- I don't care too much for flash uniforms, covered in the sponsors logos;
- I think caravans, banners and the quon trophy are wanky;
- I don't drink coffee;
- I don't do triathlons, and;
- If the quon has become all about the dollar, I want out.
QM, watch Jerry McGuire. Not only may you finally understand what the quon stands for, but you might be inspired to create your own 'mission statement'.
13 comments:
Whoever wrote this post has no idea about the QUON. You should watch Jerry McGuire again and perhaps listen to what Rod says about the QUON. You should also read the back of the QUON urn and learn about what the QUON is. This post has been written by someone who does not understand the QUON. If you were present at my first address as QUON Master you would know what the QUON is about.
The QUON is not just about riding bikes. If you want to do that only; then join another team.
I was right there from the start QM. There was definitely a lot of passion from a man in a jump suit.

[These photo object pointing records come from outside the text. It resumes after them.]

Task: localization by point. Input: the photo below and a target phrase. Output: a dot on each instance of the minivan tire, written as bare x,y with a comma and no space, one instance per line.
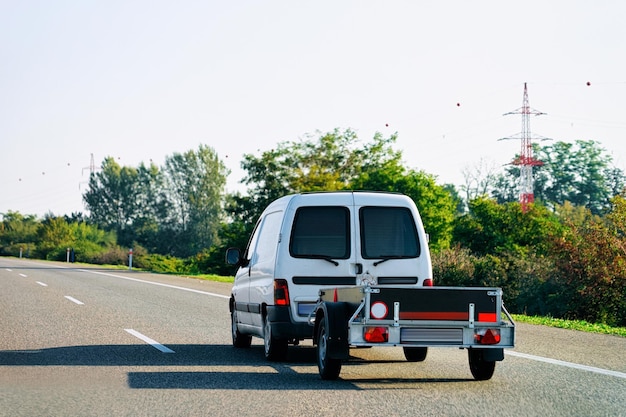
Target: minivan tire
275,349
329,368
239,340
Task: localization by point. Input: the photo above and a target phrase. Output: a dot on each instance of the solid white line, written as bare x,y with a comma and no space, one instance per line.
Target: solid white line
568,364
157,283
149,341
74,300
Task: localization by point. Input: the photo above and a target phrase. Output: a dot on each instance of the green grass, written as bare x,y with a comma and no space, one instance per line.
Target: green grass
209,277
571,324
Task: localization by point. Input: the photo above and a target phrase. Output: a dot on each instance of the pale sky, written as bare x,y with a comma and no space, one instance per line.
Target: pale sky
140,80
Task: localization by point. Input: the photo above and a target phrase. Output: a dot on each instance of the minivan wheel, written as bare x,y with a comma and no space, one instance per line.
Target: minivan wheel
239,340
328,368
275,349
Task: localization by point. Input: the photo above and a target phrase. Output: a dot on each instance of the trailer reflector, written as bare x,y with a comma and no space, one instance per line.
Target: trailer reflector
487,336
379,310
376,334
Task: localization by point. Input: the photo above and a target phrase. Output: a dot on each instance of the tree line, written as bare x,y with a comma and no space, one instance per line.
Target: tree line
565,256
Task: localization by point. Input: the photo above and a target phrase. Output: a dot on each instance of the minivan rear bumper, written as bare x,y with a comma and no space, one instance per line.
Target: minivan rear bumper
283,327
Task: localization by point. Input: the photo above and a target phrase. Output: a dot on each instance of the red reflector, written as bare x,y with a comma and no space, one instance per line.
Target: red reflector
281,292
488,336
376,334
488,317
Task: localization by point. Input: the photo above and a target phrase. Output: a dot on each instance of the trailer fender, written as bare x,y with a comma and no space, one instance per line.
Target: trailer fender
335,316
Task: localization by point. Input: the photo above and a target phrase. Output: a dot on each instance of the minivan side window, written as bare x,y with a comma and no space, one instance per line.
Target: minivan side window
321,231
268,240
388,232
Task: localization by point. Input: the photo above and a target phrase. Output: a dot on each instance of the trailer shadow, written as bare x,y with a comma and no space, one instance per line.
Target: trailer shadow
228,368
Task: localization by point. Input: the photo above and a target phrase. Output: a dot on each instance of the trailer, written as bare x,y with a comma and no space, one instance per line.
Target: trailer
414,318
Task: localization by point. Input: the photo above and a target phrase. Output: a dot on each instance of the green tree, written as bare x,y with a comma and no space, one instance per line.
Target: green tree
492,228
18,232
591,260
580,173
195,183
329,161
112,196
435,203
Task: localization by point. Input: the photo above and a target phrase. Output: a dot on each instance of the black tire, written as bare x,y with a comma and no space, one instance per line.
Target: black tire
275,349
413,354
482,370
239,340
329,368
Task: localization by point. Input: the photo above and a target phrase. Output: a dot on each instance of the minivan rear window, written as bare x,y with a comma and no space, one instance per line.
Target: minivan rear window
388,232
321,231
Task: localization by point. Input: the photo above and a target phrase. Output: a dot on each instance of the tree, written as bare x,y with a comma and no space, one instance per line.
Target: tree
195,182
580,173
112,196
329,161
492,228
18,232
435,203
591,259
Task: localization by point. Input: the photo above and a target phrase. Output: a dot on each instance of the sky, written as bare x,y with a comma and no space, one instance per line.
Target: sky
143,80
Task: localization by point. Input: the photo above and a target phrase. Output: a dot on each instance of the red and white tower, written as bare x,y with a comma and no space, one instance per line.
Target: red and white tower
525,160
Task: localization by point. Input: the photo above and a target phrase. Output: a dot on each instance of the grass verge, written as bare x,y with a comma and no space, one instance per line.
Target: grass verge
571,324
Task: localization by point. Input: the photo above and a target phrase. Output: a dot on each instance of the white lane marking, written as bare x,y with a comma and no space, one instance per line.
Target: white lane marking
74,300
149,341
568,364
157,283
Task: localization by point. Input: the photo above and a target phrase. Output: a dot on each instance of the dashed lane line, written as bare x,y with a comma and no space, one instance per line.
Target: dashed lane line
74,300
568,364
157,283
149,341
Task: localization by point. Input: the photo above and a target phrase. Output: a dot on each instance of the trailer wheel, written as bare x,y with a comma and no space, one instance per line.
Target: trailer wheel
482,370
329,368
239,340
275,349
413,354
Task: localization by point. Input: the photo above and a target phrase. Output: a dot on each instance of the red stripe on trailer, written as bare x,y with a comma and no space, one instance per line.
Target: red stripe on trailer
488,317
434,315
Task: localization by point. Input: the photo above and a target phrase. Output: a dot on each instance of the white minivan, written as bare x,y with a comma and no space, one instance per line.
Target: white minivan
305,242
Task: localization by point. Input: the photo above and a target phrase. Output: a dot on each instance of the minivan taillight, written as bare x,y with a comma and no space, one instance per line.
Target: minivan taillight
281,292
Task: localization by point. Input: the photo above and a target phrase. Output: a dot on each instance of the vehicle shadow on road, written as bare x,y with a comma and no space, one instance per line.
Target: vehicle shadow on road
230,368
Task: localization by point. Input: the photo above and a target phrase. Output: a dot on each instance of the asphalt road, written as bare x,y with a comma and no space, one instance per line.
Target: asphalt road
88,342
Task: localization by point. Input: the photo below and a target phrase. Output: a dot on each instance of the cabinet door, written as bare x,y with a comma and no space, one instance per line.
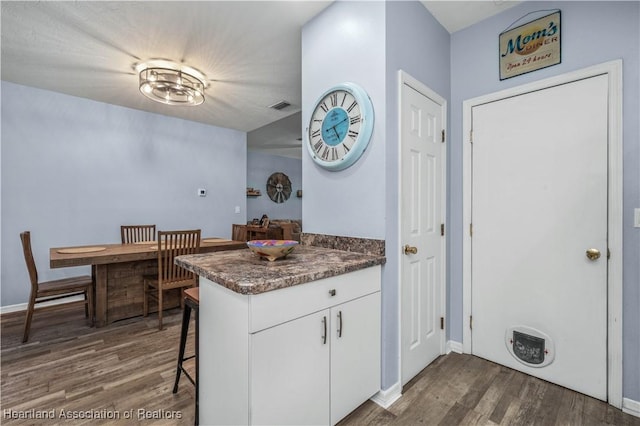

Then at the start of the crit season there was a whole lot more passion. We were going to do this, we were going to do that, blah blah blah. Then Benny pointed at you and crooked his finger and suddenly you had lost the passion and were aiming at an Ironman pipe dream instead. Here's hoping you can finish another one, get your tattoo and concentrate back on Team QUON again one day.
Listen here you JOHNSON'S, if any of you turkey's turn up to race the Ken Dinerplate this year you better not be in my handicap. You are all JOHNSONS. That crit circuit in Canberra epitimise's all that is true about SOFTISM and you know it.
Come and train with me, i'll toughen you up. No more prancing a round like a bunch a mincers on Choppers...get a 'nargo and toughen up!.
Rabuka....
Shut the fuck up!
RABUKA = Joel Stewart.
NQASANABF;
I have done EXACTLY what I have said that I would do in my first address to the people. You obviously do not listen very well.
Benny hasn't pointed any crooked fingers. It has and always will be my decision to chase the Ironman pipe dream.
I missed some crits, like I said I was going to. But I have still showed up to every other event and training that the QUON partakes in.
Maybe you have your head up your own arse at the moment. Just because you ride the crits (and that's it) doesn't mean that you are contributing more than other people.
There are only a handful of people that ride the crits, ride the shambles, ride the HOT and show up to everything else.
I have and always will have passion to win the crits. Perhaps you didn't see my emails during the season?
I am worried that you are too focussed on yourself to see what I have done with the QUON.
p.s Flash Uniforms, banners, trophy's, triathlon's, coin...it's all part of the QUON; and I love it.
I agree with this article totally! I just love to ride my bike for fun - especially in my super short chamois free knicks that hugs my scrote oh so tightly!
You boys should go chamois free too - its all the rage at mardi gras! xoxo seeyou all friday morning ciao now!
Sniff, sniff, I LOVE YOU QM!
Now back to stories of hair removal..
Just as I suspected, you Johnsons are taking the mickey out of me. Your are all DEADHEADS.
hook, line and sinker
I know who you are Big Dog. You aint the REAL big dog. He is in QLD (dickhead).
I know who you are too QM. The real QM is having coffee with Terra as we speak, (dickhead).
Rabuka. I know where you live, and its close to Snowtown. Will we be seeing you and your army at the Canberra Tour? I will have my troops ready and waiting to destroy your army.